Une
contribution d’Adam Thiam, Le Republicain
« D’ici à ce que les Bamakois
finissent de s’étriper sur le sujet des concertations nationales, les
jihadistes auraient fini leur boulot. Le Mali ne s’est jamais autant
humilié ». Le ressortissant de Gao refugié dans la capitale depuis
avril dernier, savait-il seulement que l’armée malienne est sur son pied
de guerre, piquée au vif par l’avancée facile vers le Sud du pays d’Aqmi
et de ses fondés de pouvoir ? Selon des sources concordantes, des
soldats de l’ex Base aérienne, de Kati, de Ségou et de Sikasso font mouvement
depuis quarante huit heures sur Sevaré.
Si les sources militaires et sécuritaires
préfèrent botter en touche, sans doute par souci de discrétions, plusieurs
témoins de cette ville affirment que les troupes régulières
étaient, hier, allées à la rencontre des jihadistes qui se trouvaient dans l’après-midi
à seulement une cinquantaine de kilomètres de la ligne de front. Des habitants
de la localité de Boré entre Sévaré (base de l’armée malienne) et
Douentza (position tenue par les jihadistes) rapportent que les soldats maliens
durent repousser les assaillants à coup de Bm 21 vers 16 heures [lundi].

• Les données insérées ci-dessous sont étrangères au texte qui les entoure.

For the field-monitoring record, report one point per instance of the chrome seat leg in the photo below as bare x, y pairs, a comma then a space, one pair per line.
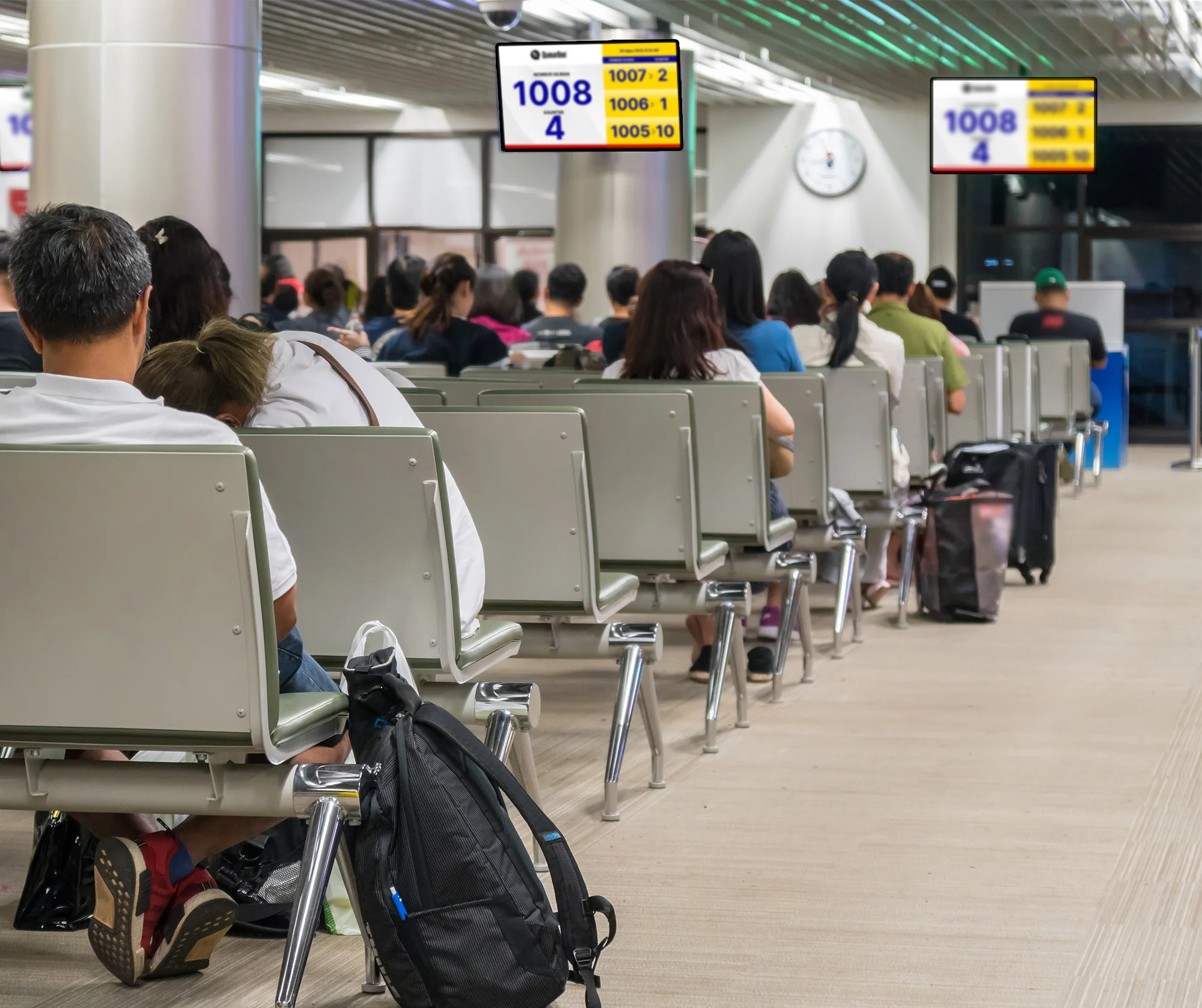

La nouvelle s’est répandue à Sévaré et Bamako aussi. Mais les sources
sécuritaires interrogées ne confirmaient pas, hier soir, ce premier accrochage.
« L’armée ne reculera plus »
Les jihadistes durent reculer vers
Douentza, selon des sources villageoises, marquant ainsi, si l’accrochage
s’avérait, le premier choc entre les soldats maliens et les islamistes depuis
l’occupation du Nord en avril dernier par le Mnla, Aqmi, Ansardine et le
Mujao. « Il faut que le Mali donne une leçon mémorable à ces
bandits. Notre armée ne reculera plus », s’enorgueillissaient plusieurs de
nos interlocuteurs. Et la hiérarchie militaire. Elle garde le silence sur sa
stratégie mais reconnaît les mouvements de cinquantaines de
voitures jihadistes vers la ligne de front.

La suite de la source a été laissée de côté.